Farbe ist und bleibt eine unabhängige Angelegenheit- Farblehre

Bar jeder Ungewissheit – Farbe ist und bleibt eine unabhängige Angelegenheit. Was nützt die zeitgemäßeste Modefarbe, wenn sie keineswegs dem eigenen Couleur entspricht oder sich mit dem Hautfarbton überaus schlecht verträgt.

Desto passender, sobald sich die Haarfarben tragbar, nüchtern und voller Anmut präsentieren. Die Trends 2011 tendierten ganz fassbar zu aspektenreichen Blondtönen.

Ebenso saturierte Brauntöne, wie Kastanie oder Kakao, haben ihren legitimen Auftritt – vorausgesetzt sie sind mit warmen Goldanteilen durchsetzt. Ganz leicht aufgehellte Spitzen spendieren dem Haar einen seltenen Look.

Bei der Nachteil-Liste sind sich hingegen alle Haarkapazitäten einig: blaue Rotschattierungen, Popart-Farben, unübersehbare Strähnen, aber auch komplette Färbungen sind in keinerlei Hinsicht mehr gesucht.

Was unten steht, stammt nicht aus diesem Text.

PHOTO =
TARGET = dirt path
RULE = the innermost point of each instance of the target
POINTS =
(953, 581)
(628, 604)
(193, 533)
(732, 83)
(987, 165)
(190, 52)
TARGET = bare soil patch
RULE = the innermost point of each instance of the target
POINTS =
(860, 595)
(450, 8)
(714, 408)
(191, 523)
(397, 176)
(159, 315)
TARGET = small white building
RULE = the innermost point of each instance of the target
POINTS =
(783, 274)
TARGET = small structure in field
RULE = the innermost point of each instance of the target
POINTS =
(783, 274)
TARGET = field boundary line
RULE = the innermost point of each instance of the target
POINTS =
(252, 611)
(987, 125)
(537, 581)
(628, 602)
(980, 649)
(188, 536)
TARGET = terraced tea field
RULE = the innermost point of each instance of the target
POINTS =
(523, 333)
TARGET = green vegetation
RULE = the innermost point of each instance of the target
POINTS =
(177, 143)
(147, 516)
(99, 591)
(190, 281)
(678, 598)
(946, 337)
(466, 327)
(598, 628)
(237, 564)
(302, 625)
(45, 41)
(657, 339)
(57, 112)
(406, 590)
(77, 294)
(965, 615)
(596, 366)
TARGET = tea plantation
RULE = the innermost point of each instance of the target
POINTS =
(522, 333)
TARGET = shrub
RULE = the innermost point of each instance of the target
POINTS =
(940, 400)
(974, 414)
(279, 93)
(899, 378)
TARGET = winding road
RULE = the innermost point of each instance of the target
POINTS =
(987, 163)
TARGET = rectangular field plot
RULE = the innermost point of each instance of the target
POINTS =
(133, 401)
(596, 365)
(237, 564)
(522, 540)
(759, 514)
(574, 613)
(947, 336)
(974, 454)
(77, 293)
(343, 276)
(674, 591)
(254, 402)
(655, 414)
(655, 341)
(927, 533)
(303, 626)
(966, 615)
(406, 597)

Auf starke Unterschiede wie Blond-Schwarz sollte ohne wenn und aber verzichtet werden. Harte Farbumbrüche passen zu keiner Frau.

Farblehre

Ab etwa 50 geht es drum, eine Schattierung zu finden, die die Gesichtszüge raffiniert und jünger aussehen lässt. Vielerlei Frauen machen nun den Versehen und greifen zu äußerst hellen Kolorierungen, in dem Glauben: „Hell macht jung“.

Da dagegen im Alter nicht nur das Haar an Farbe verliert, stattdessen nicht zuletzt die Gesichtshaut heller, darüber hinaus zarter wird, lässt allzu blondes Haar die Hautfarbe blass, schwach und müde aussehen. Also alles weitere als ein juveniles Äußeres. Freilich gleichfalls auf zu dunkle Schattierungen sollte man verzichten. Dunkle Tönungen wirken oftmals zu hart.

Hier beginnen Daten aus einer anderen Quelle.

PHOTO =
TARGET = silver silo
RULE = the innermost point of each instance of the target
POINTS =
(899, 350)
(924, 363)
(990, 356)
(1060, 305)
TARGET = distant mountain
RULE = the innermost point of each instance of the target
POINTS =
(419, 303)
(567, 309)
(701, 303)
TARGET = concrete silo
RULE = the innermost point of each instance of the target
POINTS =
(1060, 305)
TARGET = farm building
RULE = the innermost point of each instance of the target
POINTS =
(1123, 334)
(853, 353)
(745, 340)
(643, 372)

Darüber hinaus werden Fältchen und Hautasymmetrieen dabei stärker betont. Experten raten infolge dessen zu weichen, goldenen Lichtreflexen, die in jede Haarfarbe eingebettet werden können, und mit Tönungs-Nuancen lassen sich besondere Reaktionen erzielen.

Vermutlich hat jede Frau zuvor mal zu Hause mit Kolorierungen aus Tuben herumteste. Haare abzutönen ist indes eine Kunstfertigkeit für sich.